Future networks would use matter and light to process information
Sarah Staples
Sun
American researchers have taken a giant leap toward building future “quantum” telecommunications networks and computers that could process information using combinations of matter and light.
In a paper published today in Nature, physicists from the Georgia Institute of Technology show how they stored and retrieved a single photon (or particle of light) within a cloud of atoms (which are particles of matter). And they built the quantum version of a “repeater” — a system in telecommunications that captures photons and reroutes them so they can travel long distances over optical networks.
The result is being called a significant advance in the realm of quantum mechanics, which seeks to harness the mysterious behaviour of atomic and subatomic particles to create faster, more sophisticated machines.
The Georgia Tech experiment could lead to eavesdrop-proof messages being sent by banks, government agencies and militaries around the world, and more secure e-commerce for the masses.
Ultimately, it might help usher in an age of computers and robots that would be capable of processing information at speeds well beyond the fastest, most formidable of today’s supercomputers, the authors say.
Quantum computing “would be very useful for research that takes huge computational power,” said Thierry Chaneliere, the physicist and first author of a paper with professors Alex Kuzmich and Brian Kennedy.
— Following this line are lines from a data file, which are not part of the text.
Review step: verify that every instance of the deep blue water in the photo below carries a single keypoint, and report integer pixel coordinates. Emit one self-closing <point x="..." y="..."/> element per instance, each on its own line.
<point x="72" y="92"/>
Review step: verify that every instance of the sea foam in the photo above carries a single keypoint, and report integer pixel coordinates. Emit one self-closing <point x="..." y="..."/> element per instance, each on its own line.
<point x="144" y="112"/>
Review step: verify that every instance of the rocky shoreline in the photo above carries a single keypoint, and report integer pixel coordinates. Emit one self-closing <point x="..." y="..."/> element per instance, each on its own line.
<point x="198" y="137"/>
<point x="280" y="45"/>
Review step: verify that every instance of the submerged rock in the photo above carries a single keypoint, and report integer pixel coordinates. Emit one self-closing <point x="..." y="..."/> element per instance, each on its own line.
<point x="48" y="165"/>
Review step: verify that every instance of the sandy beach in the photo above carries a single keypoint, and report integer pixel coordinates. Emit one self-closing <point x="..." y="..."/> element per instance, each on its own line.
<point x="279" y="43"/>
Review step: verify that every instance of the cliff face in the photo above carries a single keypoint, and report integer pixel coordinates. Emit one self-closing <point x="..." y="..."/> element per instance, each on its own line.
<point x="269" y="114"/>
Where modern computers take time to sequentially translate electrical pulses into bits of data encoded mathematically as “ones” or “zeroes,” quantum computers would break the same information down into “qubits” — particles that can access all degrees of computation between the zeroes and ones, conceivably handling multiple computer operations simultaneously.
Scientists estimate that just 50 qubits would be needed to crunch “petaflops” of data — the equivalent of thousands of trillions of computations a second.
“Biology, medical applications like testing new drugs, artificial intelligence, robotics, weather simulation — fields where you really need a lot of intelligence to simulate complex situations would all benefit,” said Chaneliere.
The “repeater” he created traps a single photon, stores it, converts it into matter then back into light, and retransmits it — all with the help of lasers and carefully controlled magnetic fields.
It’s a precision tool that, since it involves only one photon, could instantly recognize attempts by interlopers to intercept data as it travels over a telecom network.
In building a quantum computer, the repeater would become the “memory” system for storing information.
The next, long-sought advance in quantum computing will be to figure out how to build a processor that could take data stored in the memory and perform computations with it.
The quantum processor is “the Holy Grail in a sense, but we’re still a long way from getting there,” he said.